Index Selection Drill

For each workload, select an index type and justify in one paragraph with specific costs:

  1. A clickstream table gets 10^5 inserts/s, with reads mostly scanning (user_id, ts) in time order.
  2. A users table is read by email for login and never scanned.
  3. A documents table stores jsonb payloads; filters often check data @> '{"tag": "..."}'.
  4. An events table has columns status (4 values), severity (3 values), region (15 values). Queries are WHERE combinations of any two.
  5. A places table with (lat, lon) coordinates; queries find nearest neighbors.
  6. A transactions PK-clustered table with random UUIDv4 keys experiences insert-throughput collapse as it grows.

B+-Tree Split Drill

Using an order-4 B+-tree (max 3 entries per leaf), insert the following in order.
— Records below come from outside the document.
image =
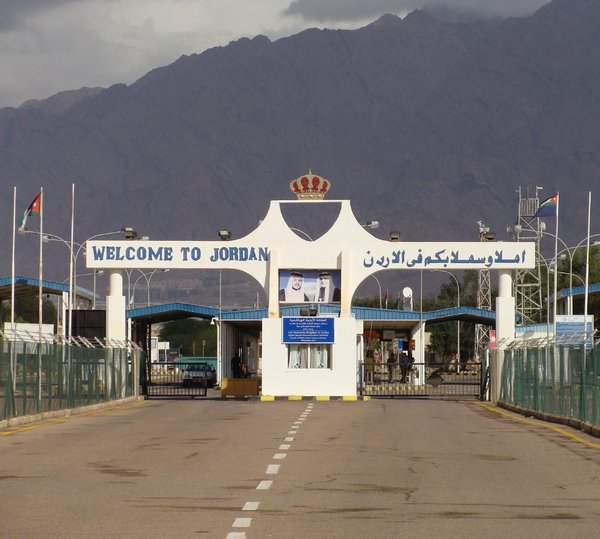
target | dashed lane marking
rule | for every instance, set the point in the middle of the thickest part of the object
(242, 522)
(272, 469)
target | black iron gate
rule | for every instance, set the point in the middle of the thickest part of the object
(424, 380)
(178, 379)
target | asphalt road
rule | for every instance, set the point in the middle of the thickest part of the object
(304, 469)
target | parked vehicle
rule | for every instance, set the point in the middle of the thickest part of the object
(199, 373)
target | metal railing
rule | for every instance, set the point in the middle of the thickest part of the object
(423, 380)
(558, 382)
(51, 375)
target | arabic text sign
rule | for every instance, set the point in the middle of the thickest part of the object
(308, 329)
(491, 255)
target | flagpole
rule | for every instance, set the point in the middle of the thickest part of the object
(71, 276)
(12, 281)
(41, 262)
(587, 267)
(556, 263)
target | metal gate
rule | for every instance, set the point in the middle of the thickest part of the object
(178, 379)
(435, 380)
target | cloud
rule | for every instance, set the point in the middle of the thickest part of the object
(13, 13)
(354, 10)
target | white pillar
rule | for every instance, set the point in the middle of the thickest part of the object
(115, 308)
(505, 330)
(505, 307)
(273, 285)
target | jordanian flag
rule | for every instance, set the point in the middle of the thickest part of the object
(548, 207)
(35, 208)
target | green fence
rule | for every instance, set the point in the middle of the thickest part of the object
(558, 381)
(43, 377)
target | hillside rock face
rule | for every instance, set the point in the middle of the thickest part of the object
(427, 126)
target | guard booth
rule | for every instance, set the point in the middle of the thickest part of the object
(317, 352)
Draw the tree (ASCII) after every operation that causes a split or a merge:

10, 20, 30, 40, 5, 15, 25, 35, 45, 50, 55, 60, 65, 70

Then delete in order: 10, 20, 30, 40, 50. Draw after every underflow.

At the end, state the final tree height and the number of leaves.

LSM Compaction Worksheet

You have memtable size 32 MB, L0 compact-trigger 4 SSTables, L1 target 256 MB, 10x growth per level, sustained write rate 5 MB/s, average key-value size 512 B, 1% Bloom FPR per SSTable.

  1. How often does the memtable flush?
  2. How many SSTables accumulate in L0 before compaction?
  3. How large will L2 be when the database holds ~50 GB of data?
  4. Expected number of random reads for a GET of an absent key, with Bloom filters, assuming 40 SSTables exist.
  5. If the same workload used a B+-tree instead, what changes in the write-side cost?

Evidence Check

This page is complete only if you can look at a new workload description and defend a choice of index structure in writing, with numbers, against at least one reasonable alternative.

Document Model Contrast

Model the restaurant reservation workflow twice: once relationally and once as documents.

For the document version:

  1. Design collections for guests, reservations, orders, and menu items.
  2. Decide what to embed and what to reference.
  3. Write CRUD examples for creating a reservation, adding an order item, changing payment status, and finding today's reservations.
  4. Add a basic authorization note: which roles may read or mutate each collection.
  5. Identify one query filter that needs an index and one access pattern that would be worse than the relational version.

Decision prompt: write a short relational-vs-document tradeoff note. Include consistency boundary, query shape, update frequency, and reporting needs.